Dalam proses peliputan, Fazil merekam dugaan tindakan represif aparat terhadap massa aksi. Rekaman tersebut merupakan bagian sah dari kerja jurnalistik yang dilindungi Undang-Undang Nomor 40 Tahun 1999 tentang Pers, sehingga tidak dapat diintervensi, disensor, apalagi dirampas oleh pihak mana pun.

Namun, seorang anggota TNI mendatangi Fazil dan memaksa agar video dihapus, meski telah dijelaskan bahwa rekaman tersebut belum dipublikasikan dan masih merupakan bagian dari proses jurnalistik. Anggota tersebut kemudian pergi, tetapi tak lama berselang Praka Junaidi kembali mendatangi Fazil.

Praka Junaidi diduga berupaya merampas paksa telepon genggam milik wartawan tersebut, disertai ancaman akan melempar ponsel jika video tidak dihapus. Tindakan ini memicu tarik-menarik yang berujung pada kerusakan alat kerja wartawan, sehingga menghambat langsung aktivitas jurnalistik dan menimbulkan kerugian materiil. Meski demikian, rekaman video masih tersimpan di perangkat.

Ketua AJI Kota Lhokseumawe, Zikri Maulana, menegaskan tindakan tersebut merupakan bentuk intimidasi kasar dan penyalahgunaan kekuasaan oleh aparat bersenjata terhadap warga sipil.
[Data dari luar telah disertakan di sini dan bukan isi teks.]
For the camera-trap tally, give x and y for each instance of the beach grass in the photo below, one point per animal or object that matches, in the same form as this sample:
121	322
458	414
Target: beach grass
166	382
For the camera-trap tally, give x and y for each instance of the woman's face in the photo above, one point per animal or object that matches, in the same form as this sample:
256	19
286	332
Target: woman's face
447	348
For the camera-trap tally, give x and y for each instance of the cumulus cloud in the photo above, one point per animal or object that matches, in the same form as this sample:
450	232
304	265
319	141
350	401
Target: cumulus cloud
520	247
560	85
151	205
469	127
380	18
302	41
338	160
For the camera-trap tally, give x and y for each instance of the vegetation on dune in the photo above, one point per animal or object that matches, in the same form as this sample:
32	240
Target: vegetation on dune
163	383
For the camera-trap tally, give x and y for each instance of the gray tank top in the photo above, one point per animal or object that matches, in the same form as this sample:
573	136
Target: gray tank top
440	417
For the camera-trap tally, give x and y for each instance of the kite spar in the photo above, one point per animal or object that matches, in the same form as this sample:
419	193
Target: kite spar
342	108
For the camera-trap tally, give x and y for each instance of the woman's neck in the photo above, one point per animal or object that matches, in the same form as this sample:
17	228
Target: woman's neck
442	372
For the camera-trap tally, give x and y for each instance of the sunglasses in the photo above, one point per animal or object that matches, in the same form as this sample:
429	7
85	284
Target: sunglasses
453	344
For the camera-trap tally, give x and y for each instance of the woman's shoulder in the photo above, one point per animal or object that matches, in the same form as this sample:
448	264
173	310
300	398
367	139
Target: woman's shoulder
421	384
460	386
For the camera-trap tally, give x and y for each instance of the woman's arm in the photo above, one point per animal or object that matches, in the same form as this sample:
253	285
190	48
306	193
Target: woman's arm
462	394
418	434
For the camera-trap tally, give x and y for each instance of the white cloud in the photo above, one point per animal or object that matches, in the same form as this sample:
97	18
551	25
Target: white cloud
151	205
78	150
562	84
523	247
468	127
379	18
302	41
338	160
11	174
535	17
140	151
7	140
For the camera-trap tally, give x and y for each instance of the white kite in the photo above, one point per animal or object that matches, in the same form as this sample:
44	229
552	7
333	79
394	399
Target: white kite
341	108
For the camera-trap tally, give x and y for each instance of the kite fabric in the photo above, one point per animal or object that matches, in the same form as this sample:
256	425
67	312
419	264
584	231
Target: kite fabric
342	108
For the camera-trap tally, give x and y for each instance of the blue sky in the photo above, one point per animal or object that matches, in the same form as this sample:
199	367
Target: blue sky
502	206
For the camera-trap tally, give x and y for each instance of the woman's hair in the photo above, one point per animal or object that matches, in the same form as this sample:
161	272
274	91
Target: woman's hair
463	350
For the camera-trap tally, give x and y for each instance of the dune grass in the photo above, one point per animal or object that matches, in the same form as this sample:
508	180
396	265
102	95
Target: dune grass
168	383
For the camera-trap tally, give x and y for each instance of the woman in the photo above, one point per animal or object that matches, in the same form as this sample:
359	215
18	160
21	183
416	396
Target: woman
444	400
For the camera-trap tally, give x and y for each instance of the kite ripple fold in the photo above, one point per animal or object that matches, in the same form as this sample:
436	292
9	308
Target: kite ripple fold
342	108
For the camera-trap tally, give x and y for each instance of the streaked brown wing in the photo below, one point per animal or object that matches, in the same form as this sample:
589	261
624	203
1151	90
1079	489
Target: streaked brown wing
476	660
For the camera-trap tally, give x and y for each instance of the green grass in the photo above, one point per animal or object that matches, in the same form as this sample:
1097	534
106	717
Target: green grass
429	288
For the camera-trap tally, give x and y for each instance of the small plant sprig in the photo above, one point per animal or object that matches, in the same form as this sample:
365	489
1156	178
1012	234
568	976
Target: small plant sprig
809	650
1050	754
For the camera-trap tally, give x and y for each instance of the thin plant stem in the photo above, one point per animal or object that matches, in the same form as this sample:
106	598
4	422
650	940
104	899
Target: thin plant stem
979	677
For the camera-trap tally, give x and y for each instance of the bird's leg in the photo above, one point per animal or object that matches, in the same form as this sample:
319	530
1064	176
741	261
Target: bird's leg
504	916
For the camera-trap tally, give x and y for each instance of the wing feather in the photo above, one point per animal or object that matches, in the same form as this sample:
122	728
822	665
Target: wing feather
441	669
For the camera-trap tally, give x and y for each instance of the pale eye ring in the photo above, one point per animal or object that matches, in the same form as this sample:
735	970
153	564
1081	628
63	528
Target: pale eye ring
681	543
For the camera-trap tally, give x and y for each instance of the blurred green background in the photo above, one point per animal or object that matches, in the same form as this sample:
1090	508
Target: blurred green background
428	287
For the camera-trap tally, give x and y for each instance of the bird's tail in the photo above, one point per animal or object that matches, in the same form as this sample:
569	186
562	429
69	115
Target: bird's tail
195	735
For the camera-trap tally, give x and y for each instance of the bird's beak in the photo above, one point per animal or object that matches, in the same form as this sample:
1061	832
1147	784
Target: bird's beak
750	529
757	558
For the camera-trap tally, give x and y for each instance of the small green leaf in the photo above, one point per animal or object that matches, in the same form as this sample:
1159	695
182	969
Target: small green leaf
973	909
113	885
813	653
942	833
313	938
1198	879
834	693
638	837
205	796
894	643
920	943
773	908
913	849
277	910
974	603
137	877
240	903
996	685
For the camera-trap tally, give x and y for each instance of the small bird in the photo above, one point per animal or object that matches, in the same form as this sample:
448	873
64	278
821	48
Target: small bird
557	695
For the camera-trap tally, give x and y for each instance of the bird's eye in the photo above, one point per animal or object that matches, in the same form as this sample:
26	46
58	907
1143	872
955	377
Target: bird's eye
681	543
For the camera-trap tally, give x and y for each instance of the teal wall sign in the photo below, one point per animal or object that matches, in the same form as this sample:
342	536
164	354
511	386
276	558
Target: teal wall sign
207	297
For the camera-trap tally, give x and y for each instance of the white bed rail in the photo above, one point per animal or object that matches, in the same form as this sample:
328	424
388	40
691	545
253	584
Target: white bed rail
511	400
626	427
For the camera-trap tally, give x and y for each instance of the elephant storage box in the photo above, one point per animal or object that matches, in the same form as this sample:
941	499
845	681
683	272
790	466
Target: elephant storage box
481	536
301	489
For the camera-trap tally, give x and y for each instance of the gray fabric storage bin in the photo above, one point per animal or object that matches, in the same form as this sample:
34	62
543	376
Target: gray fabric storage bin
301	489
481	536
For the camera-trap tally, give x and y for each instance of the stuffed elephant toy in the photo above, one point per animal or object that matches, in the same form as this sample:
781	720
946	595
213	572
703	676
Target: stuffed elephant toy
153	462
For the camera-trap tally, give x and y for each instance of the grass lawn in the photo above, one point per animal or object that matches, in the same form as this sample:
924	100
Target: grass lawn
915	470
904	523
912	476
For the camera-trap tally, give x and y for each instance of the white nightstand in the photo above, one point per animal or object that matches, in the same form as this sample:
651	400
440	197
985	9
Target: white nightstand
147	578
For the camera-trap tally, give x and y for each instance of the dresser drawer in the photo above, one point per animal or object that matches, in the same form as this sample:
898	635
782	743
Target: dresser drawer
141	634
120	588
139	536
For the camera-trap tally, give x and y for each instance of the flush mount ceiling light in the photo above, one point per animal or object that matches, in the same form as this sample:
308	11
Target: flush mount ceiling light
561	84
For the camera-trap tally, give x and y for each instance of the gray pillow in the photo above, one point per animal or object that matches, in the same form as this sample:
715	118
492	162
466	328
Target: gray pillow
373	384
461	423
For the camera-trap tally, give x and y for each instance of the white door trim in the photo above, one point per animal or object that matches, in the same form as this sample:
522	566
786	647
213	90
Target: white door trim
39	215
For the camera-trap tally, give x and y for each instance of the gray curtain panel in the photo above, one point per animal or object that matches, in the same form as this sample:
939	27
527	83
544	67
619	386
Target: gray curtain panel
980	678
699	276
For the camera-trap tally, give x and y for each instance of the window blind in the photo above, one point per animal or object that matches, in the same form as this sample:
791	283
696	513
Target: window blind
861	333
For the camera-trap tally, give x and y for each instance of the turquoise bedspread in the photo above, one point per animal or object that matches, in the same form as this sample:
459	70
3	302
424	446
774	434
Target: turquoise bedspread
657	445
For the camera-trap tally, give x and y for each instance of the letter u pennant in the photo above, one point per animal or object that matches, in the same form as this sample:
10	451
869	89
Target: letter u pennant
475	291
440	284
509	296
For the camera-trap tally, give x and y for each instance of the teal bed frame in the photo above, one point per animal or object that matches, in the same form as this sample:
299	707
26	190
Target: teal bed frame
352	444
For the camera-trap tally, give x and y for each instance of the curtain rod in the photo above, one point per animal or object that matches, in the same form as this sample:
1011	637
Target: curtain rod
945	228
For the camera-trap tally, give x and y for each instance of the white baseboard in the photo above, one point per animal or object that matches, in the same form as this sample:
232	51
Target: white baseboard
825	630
“Ini menunjukkan ketidakpahaman aparat terhadap hukum pers dan prinsip kebebasan berekspresi. Wartawan bekerja berdasarkan undang-undang, bukan kehendak aparat,” tegas Zikri.

Fazil juga menegaskan kepada Praka Junaidi bahwa dirinya bukan konten kreator media sosial, melainkan wartawan profesional yang bekerja berdasarkan Undang-Undang Pers dan Kode Etik Jurnalistik.

AJI: Pembungkaman Pers dan Pelanggaran Hukum Serius

AJI Kota Lhokseumawe menyatakan, tindakan Praka Junaidi bukan sekadar pelanggaran disiplin, melainkan tindakan serius yang mengarah pada kekerasan dan pembungkaman pers.

Pasal 8 UU Pers menegaskan bahwa wartawan dilindungi hukum dalam menjalankan profesinya. Sementara Pasal 18 ayat (1) UU Nomor 40 Tahun 1999 tentang Pers mengatur bahwa setiap orang yang dengan sengaja dan melawan hukum menghambat atau menghalangi kerja jurnalistik dapat dipidana penjara maksimal dua tahun atau denda hingga Rp500 juta.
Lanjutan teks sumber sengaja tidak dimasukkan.